From the 2008 Netherlands Junior Maths Olympiad:
A hexagon has six angles all equal to 120 degrees. The lengths of four consecutive sides are 2000, 2006, 2008 and 2009. Determine the perimeter of the hexagon.
The first time I attempted this, I drew a lot of lines inside the hexagon. I ended up with the correct answer, but it was all a bit untidy, so I looked for a simpler solution. Thankfully there is one:
Here, ABCDEF is the original hexagon, G is the point where lines AB and CD meet, and H is the point where AF and DE meet.
Now, since all the interior angles of the hexagon are 120 degrees, opposite sides are parallel. So in fact, AHDG is a parallelogram. Also, it can be seen that each of the angles in the triangles BGC and EHF are equal to 60 degrees, so they are equilateral.
This means that GC = GB = 2006, and EH = FH = x.
It is a property of parallelograms that their opposite sides are equal in length, and this is how we calculate x and y.
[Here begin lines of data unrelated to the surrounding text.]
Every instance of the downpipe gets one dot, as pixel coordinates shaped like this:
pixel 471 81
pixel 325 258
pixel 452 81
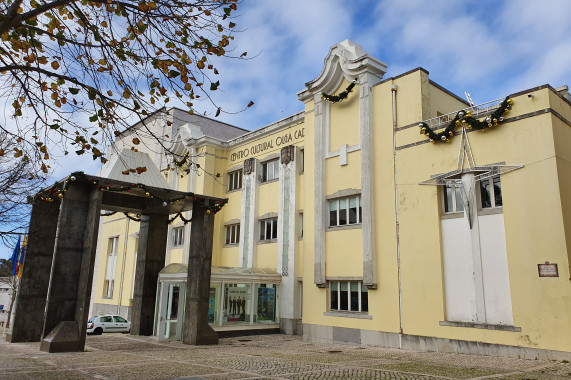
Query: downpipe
pixel 397 225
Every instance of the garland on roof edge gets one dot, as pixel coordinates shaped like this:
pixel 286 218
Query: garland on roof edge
pixel 58 189
pixel 339 98
pixel 465 117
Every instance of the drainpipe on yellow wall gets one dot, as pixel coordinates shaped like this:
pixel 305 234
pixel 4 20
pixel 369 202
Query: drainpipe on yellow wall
pixel 394 93
pixel 123 267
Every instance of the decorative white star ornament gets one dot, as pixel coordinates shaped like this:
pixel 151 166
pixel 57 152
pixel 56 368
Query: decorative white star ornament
pixel 465 178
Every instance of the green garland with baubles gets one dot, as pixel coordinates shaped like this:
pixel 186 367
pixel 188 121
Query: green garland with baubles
pixel 59 189
pixel 342 96
pixel 466 118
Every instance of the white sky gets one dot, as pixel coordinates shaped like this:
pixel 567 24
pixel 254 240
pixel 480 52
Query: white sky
pixel 488 48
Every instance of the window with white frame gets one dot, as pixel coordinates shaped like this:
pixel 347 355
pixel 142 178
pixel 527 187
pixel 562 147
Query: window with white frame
pixel 177 236
pixel 348 296
pixel 270 170
pixel 269 229
pixel 345 211
pixel 233 234
pixel 453 198
pixel 112 247
pixel 491 192
pixel 235 180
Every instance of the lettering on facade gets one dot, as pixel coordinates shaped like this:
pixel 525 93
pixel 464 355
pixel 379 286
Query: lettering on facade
pixel 283 139
pixel 547 270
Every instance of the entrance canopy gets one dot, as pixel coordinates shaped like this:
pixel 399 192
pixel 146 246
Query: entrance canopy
pixel 178 271
pixel 61 249
pixel 124 196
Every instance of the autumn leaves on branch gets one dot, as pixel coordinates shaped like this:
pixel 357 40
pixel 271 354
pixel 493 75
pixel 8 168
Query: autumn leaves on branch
pixel 75 72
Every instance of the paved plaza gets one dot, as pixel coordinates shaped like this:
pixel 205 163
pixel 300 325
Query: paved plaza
pixel 124 357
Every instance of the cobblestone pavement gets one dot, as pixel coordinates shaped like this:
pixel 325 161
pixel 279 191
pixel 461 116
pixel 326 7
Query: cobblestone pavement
pixel 123 357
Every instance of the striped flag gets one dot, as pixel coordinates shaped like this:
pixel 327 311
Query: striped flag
pixel 15 256
pixel 20 266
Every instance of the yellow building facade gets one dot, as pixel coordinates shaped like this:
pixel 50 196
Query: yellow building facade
pixel 332 228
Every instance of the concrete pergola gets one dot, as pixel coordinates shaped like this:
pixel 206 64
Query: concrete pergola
pixel 53 298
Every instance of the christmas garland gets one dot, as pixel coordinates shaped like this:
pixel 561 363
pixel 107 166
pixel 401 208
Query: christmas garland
pixel 339 98
pixel 179 215
pixel 465 117
pixel 182 161
pixel 58 190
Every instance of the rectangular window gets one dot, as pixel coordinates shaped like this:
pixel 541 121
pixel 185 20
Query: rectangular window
pixel 344 211
pixel 269 229
pixel 270 170
pixel 233 234
pixel 491 192
pixel 348 296
pixel 112 247
pixel 235 180
pixel 177 236
pixel 453 198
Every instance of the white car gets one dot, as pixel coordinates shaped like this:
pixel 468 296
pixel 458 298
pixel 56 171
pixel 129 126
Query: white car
pixel 108 323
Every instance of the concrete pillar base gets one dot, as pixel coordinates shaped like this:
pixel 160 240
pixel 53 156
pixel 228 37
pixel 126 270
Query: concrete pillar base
pixel 207 336
pixel 63 338
pixel 291 326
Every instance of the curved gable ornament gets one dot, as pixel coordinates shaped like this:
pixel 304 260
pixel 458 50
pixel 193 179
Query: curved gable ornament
pixel 346 60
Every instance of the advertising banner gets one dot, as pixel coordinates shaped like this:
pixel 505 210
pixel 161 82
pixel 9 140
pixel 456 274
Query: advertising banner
pixel 266 304
pixel 236 304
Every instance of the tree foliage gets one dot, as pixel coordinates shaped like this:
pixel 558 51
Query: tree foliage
pixel 16 184
pixel 107 60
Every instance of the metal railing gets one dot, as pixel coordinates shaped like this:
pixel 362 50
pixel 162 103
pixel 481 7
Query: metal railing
pixel 478 111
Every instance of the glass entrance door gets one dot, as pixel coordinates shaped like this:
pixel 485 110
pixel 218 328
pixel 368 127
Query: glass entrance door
pixel 171 311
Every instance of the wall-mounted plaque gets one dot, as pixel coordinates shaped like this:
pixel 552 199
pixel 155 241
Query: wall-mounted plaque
pixel 547 270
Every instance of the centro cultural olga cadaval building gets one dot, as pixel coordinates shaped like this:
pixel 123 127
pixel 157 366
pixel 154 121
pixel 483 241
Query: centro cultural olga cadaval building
pixel 388 212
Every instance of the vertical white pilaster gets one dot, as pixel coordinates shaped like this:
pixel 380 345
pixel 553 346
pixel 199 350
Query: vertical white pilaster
pixel 321 130
pixel 367 182
pixel 473 227
pixel 287 219
pixel 248 222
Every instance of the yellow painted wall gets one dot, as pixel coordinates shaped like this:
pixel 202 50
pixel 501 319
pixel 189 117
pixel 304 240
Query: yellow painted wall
pixel 534 227
pixel 442 102
pixel 536 209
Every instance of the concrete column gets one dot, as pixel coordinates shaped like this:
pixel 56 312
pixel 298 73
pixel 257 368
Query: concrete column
pixel 196 330
pixel 287 239
pixel 69 292
pixel 150 260
pixel 248 221
pixel 30 302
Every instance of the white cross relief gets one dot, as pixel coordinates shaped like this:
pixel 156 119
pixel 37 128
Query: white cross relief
pixel 467 174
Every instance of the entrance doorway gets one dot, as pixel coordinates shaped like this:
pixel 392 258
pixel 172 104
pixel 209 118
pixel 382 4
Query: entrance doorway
pixel 171 302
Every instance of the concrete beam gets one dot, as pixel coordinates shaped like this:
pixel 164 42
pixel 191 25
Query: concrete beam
pixel 151 255
pixel 196 330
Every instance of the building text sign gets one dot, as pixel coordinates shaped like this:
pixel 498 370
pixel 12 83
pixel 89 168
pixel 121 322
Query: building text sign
pixel 547 270
pixel 283 139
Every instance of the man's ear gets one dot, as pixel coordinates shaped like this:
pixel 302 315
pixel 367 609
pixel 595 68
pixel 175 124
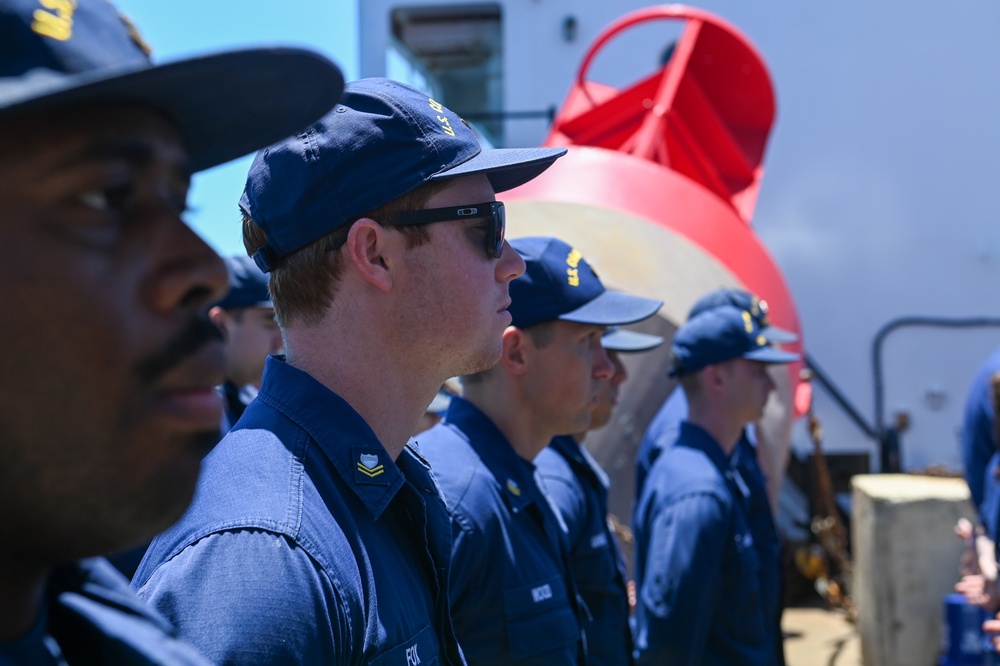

Since DH = AG, x + 2009 = 2000 + 2006, so
x = 1997.
Further, we have AH = DG, so x + y = 2008+2006, so
y = 2017.
Thus the perimeter of the hexagon is 2000 + 2006 + 2008 + 2009 + 1997 + 2017 = 12037.
An interesting little problem, requiring a few sensibly chosen lines to be drawn in, followed by a bit of algebra and geometry.